Use to_text() when you want the concatenated text from a whole subtree:

  • Traverses descendants.
  • Joins text nodes using separator (default: a single space).
  • Strips each text node by default (strip=True) and drops empty segments.
  • Includes <template> contents (via template_content).
  • Sanitizes untrusted HTML by default (safe-by-default at construction).
from justhtml import JustHTML

doc = JustHTML("<div><h1>Title</h1><p>Hello <b>world</b></p></div>", fragment=True)
print(doc.to_text())
# => Title Hello world
from justhtml import JustHTML

untrusted = JustHTML("<p>Hello<script>alert(1)</script>World</p>", fragment=True)
print(untrusted.to_text())
# => Hello World
from justhtml import JustHTML

untrusted = JustHTML("<p>Hello<script>alert(1)</script>World</p>", fragment=True, sanitize=False)
print(untrusted.to_text())
# => Hello alert(1) World
from justhtml import JustHTML

doc = JustHTML("<p>Hello <b>world</b></p>", fragment=True)
print(doc.to_text(separator="", strip=False))
# => Hello world

The default separator=" " avoids accidentally smashing words together when the HTML splits text across nodes:

from justhtml import JustHTML

doc = JustHTML("<p>Hello<b>world</b></p>")

print(doc.to_text())
print(doc.to_text(separator="", strip=True))
# => Hello world
# => Helloworld

Block-only separators

If you use a separator like "\n" to get one “line” per block element, inline elements can split text into multiple nodes and produce extra separators:

from justhtml import JustHTML

doc = JustHTML("<p>hi</p><p>Hello <b>world</b></p>")

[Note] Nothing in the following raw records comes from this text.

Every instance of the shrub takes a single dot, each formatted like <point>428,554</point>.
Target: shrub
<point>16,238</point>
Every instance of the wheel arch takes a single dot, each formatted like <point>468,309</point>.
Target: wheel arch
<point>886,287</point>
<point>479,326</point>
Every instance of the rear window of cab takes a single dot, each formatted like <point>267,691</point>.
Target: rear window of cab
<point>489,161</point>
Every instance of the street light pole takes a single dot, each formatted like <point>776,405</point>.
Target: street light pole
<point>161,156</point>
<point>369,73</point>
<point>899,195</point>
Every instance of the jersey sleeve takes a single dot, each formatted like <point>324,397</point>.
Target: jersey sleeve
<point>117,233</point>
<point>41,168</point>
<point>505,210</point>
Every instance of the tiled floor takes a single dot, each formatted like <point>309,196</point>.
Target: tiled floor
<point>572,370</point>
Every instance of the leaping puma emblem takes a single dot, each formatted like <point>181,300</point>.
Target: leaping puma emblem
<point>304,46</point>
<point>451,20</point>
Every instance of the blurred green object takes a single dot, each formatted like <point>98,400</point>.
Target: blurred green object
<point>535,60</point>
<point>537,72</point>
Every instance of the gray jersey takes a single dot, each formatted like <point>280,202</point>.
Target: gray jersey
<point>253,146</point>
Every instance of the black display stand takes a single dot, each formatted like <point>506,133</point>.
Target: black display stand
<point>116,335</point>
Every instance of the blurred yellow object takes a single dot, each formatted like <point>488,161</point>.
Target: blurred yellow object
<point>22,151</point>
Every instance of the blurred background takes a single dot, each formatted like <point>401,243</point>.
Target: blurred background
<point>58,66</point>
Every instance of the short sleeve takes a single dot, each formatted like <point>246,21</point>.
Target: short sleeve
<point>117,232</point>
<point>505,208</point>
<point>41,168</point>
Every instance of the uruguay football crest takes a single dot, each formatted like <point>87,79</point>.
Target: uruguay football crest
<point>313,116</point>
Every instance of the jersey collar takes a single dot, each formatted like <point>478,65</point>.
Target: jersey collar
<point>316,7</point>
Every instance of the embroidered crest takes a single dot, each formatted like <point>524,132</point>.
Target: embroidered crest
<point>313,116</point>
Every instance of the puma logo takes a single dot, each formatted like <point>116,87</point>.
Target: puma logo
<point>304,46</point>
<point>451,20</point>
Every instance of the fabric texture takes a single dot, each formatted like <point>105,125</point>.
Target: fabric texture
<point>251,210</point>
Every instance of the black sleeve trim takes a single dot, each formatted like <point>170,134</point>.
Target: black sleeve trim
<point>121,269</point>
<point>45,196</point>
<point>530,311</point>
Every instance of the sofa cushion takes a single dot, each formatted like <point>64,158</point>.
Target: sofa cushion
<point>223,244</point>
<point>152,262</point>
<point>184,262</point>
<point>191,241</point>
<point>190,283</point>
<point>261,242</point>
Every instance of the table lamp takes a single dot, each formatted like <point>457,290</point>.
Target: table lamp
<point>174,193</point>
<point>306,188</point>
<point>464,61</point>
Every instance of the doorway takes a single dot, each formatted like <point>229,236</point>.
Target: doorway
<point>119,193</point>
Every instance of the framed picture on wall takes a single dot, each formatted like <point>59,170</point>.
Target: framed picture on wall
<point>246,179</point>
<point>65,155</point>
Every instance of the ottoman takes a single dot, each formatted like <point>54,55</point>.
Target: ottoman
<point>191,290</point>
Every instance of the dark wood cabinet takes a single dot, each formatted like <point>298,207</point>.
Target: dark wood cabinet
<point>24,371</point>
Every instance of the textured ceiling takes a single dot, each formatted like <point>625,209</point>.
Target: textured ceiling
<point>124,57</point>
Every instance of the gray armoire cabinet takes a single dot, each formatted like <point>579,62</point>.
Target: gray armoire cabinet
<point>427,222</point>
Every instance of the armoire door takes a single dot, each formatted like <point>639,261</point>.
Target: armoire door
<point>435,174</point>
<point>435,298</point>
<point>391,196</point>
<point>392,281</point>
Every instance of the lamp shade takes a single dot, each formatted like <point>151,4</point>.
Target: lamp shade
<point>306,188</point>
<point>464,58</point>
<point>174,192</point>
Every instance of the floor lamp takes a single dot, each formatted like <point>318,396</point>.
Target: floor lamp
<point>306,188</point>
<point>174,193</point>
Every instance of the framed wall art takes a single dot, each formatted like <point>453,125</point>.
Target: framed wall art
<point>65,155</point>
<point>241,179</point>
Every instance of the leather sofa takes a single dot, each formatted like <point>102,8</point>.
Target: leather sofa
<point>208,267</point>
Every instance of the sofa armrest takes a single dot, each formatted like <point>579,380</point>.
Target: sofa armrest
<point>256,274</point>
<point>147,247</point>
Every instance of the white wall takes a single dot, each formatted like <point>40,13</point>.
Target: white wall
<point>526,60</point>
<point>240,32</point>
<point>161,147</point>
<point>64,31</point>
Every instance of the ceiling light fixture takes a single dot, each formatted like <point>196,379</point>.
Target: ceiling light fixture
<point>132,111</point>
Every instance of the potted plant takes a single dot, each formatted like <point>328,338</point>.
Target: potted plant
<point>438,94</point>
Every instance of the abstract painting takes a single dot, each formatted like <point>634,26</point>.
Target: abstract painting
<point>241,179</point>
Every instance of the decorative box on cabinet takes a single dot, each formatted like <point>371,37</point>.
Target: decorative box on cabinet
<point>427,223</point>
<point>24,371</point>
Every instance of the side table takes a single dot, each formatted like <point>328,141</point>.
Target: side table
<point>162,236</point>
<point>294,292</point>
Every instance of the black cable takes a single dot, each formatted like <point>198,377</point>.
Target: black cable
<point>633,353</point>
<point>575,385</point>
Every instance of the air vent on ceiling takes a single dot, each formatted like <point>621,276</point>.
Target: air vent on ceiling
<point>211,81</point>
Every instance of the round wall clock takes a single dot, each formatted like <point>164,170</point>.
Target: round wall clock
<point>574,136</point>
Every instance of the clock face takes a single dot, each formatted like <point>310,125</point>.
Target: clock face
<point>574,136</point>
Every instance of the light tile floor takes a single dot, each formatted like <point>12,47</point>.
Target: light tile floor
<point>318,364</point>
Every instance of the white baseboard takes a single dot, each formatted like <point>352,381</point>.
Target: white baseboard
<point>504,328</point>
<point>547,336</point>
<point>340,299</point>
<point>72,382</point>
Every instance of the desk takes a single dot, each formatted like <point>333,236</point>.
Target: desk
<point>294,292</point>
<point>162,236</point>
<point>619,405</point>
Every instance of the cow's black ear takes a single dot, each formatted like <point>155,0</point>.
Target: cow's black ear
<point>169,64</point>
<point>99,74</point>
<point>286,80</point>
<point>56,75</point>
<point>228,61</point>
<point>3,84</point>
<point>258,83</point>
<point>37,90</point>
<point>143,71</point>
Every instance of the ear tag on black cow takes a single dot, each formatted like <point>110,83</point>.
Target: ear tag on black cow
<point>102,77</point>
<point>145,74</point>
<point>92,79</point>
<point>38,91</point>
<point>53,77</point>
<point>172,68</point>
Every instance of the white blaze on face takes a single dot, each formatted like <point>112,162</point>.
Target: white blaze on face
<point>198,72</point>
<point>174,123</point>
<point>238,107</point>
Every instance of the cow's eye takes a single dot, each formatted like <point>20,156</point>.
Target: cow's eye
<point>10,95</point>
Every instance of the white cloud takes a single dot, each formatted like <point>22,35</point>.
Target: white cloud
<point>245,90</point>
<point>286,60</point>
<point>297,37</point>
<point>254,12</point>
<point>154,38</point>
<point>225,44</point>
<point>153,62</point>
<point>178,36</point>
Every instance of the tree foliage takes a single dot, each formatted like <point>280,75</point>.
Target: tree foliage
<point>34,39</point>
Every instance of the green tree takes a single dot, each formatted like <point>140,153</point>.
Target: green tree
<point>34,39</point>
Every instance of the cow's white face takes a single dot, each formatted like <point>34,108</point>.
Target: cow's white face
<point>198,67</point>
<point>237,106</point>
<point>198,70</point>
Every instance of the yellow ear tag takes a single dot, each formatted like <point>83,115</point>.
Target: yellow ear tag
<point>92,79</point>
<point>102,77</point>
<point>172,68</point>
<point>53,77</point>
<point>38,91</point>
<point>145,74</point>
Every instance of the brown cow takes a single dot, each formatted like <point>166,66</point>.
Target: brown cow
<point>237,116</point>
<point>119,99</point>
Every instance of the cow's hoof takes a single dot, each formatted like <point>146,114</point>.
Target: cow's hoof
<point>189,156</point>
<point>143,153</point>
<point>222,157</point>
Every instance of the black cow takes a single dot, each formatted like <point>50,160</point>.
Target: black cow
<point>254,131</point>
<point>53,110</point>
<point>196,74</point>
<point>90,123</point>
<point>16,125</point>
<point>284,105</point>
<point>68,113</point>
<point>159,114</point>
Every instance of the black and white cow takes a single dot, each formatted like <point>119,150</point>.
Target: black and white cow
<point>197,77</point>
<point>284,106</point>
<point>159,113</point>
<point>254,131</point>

print(doc.to_text(separator="\n"))
# => hi
# => Hello
# => world

Use separator_blocks_only=True to apply separator only between block-level elements:

from justhtml import JustHTML

doc = JustHTML("<p>hi</p><p>Hello <b>world</b></p>")

print(doc.to_text(separator="\n", separator_blocks_only=True))
# => hi
# => Hello world

2) to_markdown() (GitHub Flavored Markdown)

to_markdown() outputs a pragmatic subset of GitHub Flavored Markdown (GFM) that aims to be readable and stable for common HTML.

  • Converts common elements like headings, paragraphs, lists, emphasis, links, and code.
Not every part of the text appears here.